Aguardamos informações sobre o velório e o sepultamento.
Vai em paz, mestre Libânio.
Missão cumprida. Demos graças ao Pai!
Afonso M.L. Soares
J. B. Libanio
Há conversões e vocações que
nascem de grande choque. São Paulo se tornou o paradigma maior. Perseguidor dos
cristãos se viu circundado por luz divina e de dentro dela saiu o apóstolo das
gentes. Que vida de enorme zelo pela jovem fé cristã! Assim alguns entram para
a vida religiosa, para ser jesuíta, depois de forte e estremecida
experiência.
João, o apóstolo, bem jovem ouve
seu mestre, também ele João, o Batista, dizer-lhe que aquele homem que lá
caminhava pelas margens do Lago de Genesaré era o Messias. Na inocência dos
anos juvenis, deixa pai, rede, barco e se põe a seguir a Jesus e morrerá, em
alta idade, na fidelidade do mesmo Mestre. Paradigma de vocações que se
desenvolvem de maneira quase natural, sem sobressaltos, nascidas por algum
encontro casual na linguagem dos fatos e providencial sob o olhar da fé.
Ainda criança, um padre jesuíta
perguntou-me que queria ser. Naqueles idos, facilmente, sem hesitar, era comum
responder diante de um padre que se queria ser padre. Nada de formal nem
decisivo. No entanto, tudo começou aí. Da resposta até ir para o Rio estudar
com os jesuítas já tendo no horizonte tornar-se um dia um deles foi um pulo.
Os longos dos anos de contacto e
formação com os jesuítas me foram forjando numa vocação bem plural como é a
deles. Missão no estrangeiro, colégio, universidade, missões populares, vida
intelectual, numa palavra, um leque amplo se me abriu diante dos olhos. E
embarquei-me para valer nessa nau na qual estou até hoje.
Conjunturas e coincidências
conduziram-me para a teologia. A nova trajetória iniciou com a função de
diretor de estudos do Colégio de seminaristas brasileiros em Roma. Aí me
concentrei na orientação das matérias teológicas que me levaram ao doutorado e
depois à docência da teologia até o dia de hoje. Agradeço imensamente a Deus
por essa jogada, imprevista, de lançar-me na peleja das Letras
Sagradas.
Mais: não estudei teologia para
ficar adscrito a uma Faculdade ou Universidade européia. Corri tal perigo e
quase fiquei no Velho Continente. De novo, o pequeno aleatório me salvou. A
casa de estudos de teologia dos jesuítas do Brasil me tinha solicitado antes e
o povo de Roma respeitou tal pedido. E então voltei para o Brasil depois de
mais de 10 anos na Europa.
Aqui fazer teologia é outra
coisa. Estava nascendo a teologia da libertação. E logo me engajei nela. E faz
parte dela não se dedicar unicamente à academia, ao estudo trancado no gabinete
e sim imergir-se na realidade pastoral para a partir dela pensar a teologia.
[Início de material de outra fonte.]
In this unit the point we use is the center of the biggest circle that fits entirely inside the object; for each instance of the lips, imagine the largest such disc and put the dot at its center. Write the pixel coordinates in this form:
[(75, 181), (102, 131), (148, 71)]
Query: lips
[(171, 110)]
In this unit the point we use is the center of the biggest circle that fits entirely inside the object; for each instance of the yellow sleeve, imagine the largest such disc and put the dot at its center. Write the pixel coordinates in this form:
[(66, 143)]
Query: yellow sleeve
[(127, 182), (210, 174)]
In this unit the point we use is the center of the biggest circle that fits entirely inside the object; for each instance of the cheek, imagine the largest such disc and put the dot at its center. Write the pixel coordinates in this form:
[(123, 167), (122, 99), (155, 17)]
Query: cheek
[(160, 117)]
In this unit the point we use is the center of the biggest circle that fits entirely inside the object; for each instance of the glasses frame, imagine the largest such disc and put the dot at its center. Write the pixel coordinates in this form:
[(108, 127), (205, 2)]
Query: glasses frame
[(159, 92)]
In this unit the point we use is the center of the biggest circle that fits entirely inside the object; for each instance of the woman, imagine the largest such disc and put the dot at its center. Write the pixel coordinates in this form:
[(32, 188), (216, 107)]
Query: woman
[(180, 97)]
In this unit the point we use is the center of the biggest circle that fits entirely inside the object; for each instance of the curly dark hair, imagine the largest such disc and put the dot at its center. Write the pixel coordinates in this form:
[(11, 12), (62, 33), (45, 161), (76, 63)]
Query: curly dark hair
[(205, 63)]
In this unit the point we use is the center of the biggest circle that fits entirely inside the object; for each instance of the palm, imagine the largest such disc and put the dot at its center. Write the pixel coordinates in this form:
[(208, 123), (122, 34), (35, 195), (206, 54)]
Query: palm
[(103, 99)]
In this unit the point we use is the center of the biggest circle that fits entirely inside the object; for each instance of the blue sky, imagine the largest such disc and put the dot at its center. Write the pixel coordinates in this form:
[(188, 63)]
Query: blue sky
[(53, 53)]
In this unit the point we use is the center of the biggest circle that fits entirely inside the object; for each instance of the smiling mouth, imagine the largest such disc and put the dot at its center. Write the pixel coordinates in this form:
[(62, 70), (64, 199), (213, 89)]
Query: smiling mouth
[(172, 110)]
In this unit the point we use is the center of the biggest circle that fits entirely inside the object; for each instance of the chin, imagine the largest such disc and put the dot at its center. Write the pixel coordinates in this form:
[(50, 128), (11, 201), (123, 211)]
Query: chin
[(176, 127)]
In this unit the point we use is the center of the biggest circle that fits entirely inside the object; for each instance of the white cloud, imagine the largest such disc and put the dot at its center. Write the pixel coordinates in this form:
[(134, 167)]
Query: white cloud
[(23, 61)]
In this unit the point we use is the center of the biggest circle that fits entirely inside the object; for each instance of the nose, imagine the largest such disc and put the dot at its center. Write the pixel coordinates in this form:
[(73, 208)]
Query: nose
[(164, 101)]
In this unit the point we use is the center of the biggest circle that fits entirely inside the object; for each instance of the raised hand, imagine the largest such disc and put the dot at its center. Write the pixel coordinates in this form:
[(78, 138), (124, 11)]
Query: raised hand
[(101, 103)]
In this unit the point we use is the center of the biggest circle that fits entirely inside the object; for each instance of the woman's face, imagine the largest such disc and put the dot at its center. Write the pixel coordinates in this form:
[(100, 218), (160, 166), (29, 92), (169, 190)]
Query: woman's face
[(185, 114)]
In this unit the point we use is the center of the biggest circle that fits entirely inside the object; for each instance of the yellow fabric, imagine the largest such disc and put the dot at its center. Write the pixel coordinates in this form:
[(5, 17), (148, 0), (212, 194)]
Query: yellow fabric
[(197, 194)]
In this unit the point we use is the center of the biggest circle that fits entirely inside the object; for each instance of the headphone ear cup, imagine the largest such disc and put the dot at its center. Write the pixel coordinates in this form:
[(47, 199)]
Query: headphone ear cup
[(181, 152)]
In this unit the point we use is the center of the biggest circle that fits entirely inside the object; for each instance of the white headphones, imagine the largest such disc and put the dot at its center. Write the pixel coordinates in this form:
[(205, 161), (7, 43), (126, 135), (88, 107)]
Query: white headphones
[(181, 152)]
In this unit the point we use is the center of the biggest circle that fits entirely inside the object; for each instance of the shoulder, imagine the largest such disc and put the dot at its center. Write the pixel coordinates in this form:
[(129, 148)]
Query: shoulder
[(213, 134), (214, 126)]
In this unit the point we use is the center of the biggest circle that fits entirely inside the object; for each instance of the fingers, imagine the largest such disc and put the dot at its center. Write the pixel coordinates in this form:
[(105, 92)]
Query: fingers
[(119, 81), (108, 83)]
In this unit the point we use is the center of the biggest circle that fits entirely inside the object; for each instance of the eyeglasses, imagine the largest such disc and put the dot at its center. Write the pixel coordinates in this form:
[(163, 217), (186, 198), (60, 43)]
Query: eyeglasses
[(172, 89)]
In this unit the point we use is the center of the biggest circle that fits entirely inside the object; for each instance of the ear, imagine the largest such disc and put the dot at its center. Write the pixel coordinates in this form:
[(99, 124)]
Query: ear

Nos primeiros anos de volta da
Europa dediquei-me a circular pelo Brasil, pelo Continente e alguns países
da Europa falando da teologia da libertação, mas também bebendo
experiências, sobretudo nos países da América Latina. Foram anos muito ricos e
me fizeram mergulhar na realidade latino-americana.
Depois aterrissei mais no Brasil.
Circulei por todo ele, do Rio Grande do Sul ao Acre. E finalmente acampei em
Vespasiano. Aí bebo da seiva gostosa da vida paroquial. Tive a felicidade de
encontrar uma paróquia viva e prestar então algum serviço concreto à comunidade
em sintonia e em colaboração com o pároco Pe. Lauro. São já anos que aqui venho
e dou um pouco de mim nas celebrações, cursos, visitas, atendimentos. A
pastoral se alimenta da teologia e me alimenta a teologia. Existe uma
circularidade que enriquece. Sou imensamente grato por tudo o que recebi e
recebo do contacto com a vida paroquial. Como jesuíta, ajudando um padre
diocesano, percebo duas coisas: confluência e complementaridade. Nossas
intenções e propostas pastorais convergem e se pautam pelas decisões colegiadas
das Assembléias. E pelo fato de eu ser jesuíta e teólogo contribuo com algum
toque, por mais simples que seja, que soma ao conjunto da paróquia.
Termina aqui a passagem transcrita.